The Oceanaire Seafood Room

In Atlanta, finding restaurants that serve fresh seafood  is easy, but finding one that cooks it right is not.  Thankfully, the Oceanaire Seafood Room cooks and seasons it to perfection.

With a menu that includes about 10 fresh catches of the day, a surf and turf, plenty of sides and appetizers, and a fantastic wine list by the glass and bottle, a seafood lover can’t go wrong.

There may be a recession, but people keep coming to Oceanaire. By 8 p.m. on a recent Saturday, every table within my sight was seated with diners.

The restaurant’s  bright, open dining room is filled with spacious booths and dining tables that leave plenty of room between them so you and your company can eat and talk in private. Jazz from the 1940s coos softly in the background, and the level of  noise from the bar and dining room is low, making Oceanaire a comfortable place for business or dining with a date or friends.

Within a moment of my sister, Laurie, and I being seated, our busboy, Saul, brought us water and a dish of pickled herring, carrots, kosher pickles, and black olives, reminding us of South Florida’s famed Ronnie’s and Wolfie’s  delicatessens. Following on Saul’s heels was our server, Antonio. After hearing about my tastes in wine, he helped me select a magnificent glass of Sauvignon Blanc called Wairu River.
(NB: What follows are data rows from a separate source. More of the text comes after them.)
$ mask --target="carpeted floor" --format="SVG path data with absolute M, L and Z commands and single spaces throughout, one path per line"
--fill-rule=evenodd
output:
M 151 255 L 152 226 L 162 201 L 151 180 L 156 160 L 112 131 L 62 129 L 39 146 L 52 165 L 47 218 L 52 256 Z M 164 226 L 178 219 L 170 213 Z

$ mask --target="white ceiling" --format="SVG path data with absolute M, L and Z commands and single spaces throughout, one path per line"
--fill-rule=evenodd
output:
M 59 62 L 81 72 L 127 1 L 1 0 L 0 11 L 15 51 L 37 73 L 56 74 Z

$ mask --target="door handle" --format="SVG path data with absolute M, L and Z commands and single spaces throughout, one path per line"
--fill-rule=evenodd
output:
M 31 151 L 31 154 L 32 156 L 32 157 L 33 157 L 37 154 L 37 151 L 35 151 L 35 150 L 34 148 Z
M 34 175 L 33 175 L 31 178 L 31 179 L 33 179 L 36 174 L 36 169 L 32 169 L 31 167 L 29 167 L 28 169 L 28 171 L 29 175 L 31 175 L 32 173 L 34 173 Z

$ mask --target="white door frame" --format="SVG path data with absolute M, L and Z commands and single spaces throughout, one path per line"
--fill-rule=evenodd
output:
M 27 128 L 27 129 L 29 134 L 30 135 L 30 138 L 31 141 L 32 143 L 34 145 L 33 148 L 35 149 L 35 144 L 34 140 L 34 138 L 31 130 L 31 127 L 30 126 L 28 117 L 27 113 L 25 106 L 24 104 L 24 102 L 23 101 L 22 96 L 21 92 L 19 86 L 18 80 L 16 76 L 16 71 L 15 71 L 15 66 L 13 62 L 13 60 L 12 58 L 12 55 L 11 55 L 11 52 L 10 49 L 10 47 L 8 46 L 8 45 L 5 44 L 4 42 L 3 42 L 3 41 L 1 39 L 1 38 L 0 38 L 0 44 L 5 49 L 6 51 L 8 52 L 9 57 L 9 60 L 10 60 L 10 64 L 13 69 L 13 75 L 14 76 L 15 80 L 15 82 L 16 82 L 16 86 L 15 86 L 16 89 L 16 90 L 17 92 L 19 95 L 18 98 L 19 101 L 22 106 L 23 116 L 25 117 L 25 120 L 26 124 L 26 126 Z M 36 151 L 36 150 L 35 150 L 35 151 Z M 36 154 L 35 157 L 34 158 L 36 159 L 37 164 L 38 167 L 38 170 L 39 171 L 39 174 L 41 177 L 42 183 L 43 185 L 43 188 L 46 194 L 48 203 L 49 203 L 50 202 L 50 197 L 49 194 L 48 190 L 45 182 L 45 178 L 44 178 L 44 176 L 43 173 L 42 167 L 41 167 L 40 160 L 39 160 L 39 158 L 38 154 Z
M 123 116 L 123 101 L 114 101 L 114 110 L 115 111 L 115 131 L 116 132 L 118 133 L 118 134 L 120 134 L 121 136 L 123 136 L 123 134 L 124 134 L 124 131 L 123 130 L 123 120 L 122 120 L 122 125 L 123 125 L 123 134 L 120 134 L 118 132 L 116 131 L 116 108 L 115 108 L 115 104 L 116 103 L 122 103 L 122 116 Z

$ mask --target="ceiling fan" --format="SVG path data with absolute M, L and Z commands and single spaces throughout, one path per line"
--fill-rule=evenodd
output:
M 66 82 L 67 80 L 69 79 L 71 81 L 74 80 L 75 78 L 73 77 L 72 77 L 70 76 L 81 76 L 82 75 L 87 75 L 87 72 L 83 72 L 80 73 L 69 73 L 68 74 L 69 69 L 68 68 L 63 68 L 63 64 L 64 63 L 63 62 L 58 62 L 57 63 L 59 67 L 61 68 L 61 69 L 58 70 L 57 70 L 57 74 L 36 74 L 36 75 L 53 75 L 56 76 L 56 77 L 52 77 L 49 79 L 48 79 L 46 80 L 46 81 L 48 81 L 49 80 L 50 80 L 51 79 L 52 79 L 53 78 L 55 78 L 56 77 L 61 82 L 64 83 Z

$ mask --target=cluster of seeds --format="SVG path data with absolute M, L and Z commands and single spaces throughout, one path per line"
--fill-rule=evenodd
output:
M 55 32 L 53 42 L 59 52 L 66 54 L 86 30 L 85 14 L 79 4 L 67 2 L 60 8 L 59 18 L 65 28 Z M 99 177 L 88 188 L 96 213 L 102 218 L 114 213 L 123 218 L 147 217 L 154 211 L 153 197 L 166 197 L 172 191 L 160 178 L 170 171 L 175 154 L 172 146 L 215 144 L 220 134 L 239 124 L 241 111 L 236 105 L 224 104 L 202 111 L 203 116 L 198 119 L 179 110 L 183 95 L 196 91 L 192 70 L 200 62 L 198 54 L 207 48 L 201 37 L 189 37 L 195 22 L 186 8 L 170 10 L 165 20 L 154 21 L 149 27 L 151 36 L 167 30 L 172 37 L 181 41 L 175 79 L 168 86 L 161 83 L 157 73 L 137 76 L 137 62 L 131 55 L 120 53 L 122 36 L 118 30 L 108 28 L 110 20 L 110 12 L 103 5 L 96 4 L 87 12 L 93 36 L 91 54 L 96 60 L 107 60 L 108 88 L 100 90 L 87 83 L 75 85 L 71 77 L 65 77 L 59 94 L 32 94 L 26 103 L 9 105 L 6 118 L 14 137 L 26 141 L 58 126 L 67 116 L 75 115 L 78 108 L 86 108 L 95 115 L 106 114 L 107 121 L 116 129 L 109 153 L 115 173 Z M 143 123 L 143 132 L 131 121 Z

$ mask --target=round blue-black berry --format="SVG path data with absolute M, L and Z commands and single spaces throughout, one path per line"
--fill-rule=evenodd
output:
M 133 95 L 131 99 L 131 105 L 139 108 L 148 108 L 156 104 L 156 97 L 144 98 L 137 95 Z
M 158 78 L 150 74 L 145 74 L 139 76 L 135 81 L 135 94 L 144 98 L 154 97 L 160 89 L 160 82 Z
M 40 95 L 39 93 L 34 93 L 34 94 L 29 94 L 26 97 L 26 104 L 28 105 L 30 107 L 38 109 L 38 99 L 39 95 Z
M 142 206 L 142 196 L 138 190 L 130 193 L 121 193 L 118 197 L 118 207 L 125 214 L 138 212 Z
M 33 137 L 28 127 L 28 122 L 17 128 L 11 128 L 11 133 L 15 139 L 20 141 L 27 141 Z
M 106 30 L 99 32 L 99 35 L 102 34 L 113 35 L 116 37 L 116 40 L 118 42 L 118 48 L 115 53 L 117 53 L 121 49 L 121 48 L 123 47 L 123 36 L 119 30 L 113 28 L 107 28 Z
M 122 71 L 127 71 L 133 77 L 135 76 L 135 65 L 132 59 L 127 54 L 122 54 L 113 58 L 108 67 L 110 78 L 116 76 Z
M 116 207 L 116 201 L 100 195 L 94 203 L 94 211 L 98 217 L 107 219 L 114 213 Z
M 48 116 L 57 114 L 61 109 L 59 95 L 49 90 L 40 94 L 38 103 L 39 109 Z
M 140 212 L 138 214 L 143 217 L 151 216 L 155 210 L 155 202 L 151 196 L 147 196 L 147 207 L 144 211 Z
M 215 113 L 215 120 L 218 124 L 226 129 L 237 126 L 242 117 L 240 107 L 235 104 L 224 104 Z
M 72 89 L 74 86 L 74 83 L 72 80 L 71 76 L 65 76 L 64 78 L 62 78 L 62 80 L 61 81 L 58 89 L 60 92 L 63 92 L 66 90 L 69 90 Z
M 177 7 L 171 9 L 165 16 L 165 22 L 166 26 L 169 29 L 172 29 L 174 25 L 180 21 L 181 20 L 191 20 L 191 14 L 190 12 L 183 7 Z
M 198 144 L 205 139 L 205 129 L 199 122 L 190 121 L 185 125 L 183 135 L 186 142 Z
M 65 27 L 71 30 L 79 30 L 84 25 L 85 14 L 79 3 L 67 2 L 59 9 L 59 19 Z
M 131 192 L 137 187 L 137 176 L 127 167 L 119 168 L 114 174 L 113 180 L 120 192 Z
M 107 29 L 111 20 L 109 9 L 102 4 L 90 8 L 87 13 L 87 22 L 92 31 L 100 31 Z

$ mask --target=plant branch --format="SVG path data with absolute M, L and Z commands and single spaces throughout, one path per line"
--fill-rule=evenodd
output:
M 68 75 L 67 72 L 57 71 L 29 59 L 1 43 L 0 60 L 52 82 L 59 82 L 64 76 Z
Within a couple of minutes Antonio brought our amuse bouche—crostini with marinated onions laced with a balsamic reduction.  It did nothing for me, but Laurie liked it. I ordered the roasted corn and smoked salmon fritters appetizer. I was expecting a version of a crispy crab cake, but the inside tasted like a salmon spread. Laurie liked it more than I, but we both agreed that neither of us would order it again. While she enjoyed her spinach salad, which featured a tangy vinaigrette with bacon, I ate sourdough bread with yummy, creamy unsalted butter.

We both ordered fish from the selections that had arrived that day. When Laurie ordered the Georgia trout picatta I figured I’d just have a bite. Georgia trout sounds mundane, but this was anything but that. Lightly cooked, the trout lay on a picatta sauce with capers and was so delectable—reminiscent of Dover sole– I ate half of it, and drowned it in the sauce. While I’m generally not a fan of buttery sauces, this was more savory than rich.

My ahi tuna rubbed in fresh ground pepper was cooked perfectly, barely seared on the outside, rare on the inside, and drizzled with an almost imperceptible wasabi cream sauce.  I split the dish with my sister.  While we both normally favor tuna, we thought the trout was better. Still, they were both so good that even though Oceanaire serves ample portions,  I could have eaten both entrées in their entirety.

But not everything was wonderful. Neither Laurie nor I liked the cole slaw. It was finely chopped, and mixed with vinegar and loads of pepper. I am not fond of super sweet coleslaw, but this could have used a sweetener. My thinly sliced French fries were soft on the inside and on the outside. I would have liked them to have cooked for a minute or two longer to get a tad crispy on the outside.

I’m not a big dessert person but tried the sorbet of the day, mango. It had been overly sweetened and could have used a dash of lemon or lime to give it a kick.

The restroom was both nice and disappointing. It featured mouthwash, paper cups, and fluffy cloth hand towels. But even after waiting for a couple of minutes at the sink, ice water poured from the hot water side.

While some improvements need to be made at Oceanaire, the attentive service and fish are impeccable.

The Oceanaire Seafood Room is located in Atlanta on Peachtree Street at the corner of 15th Street.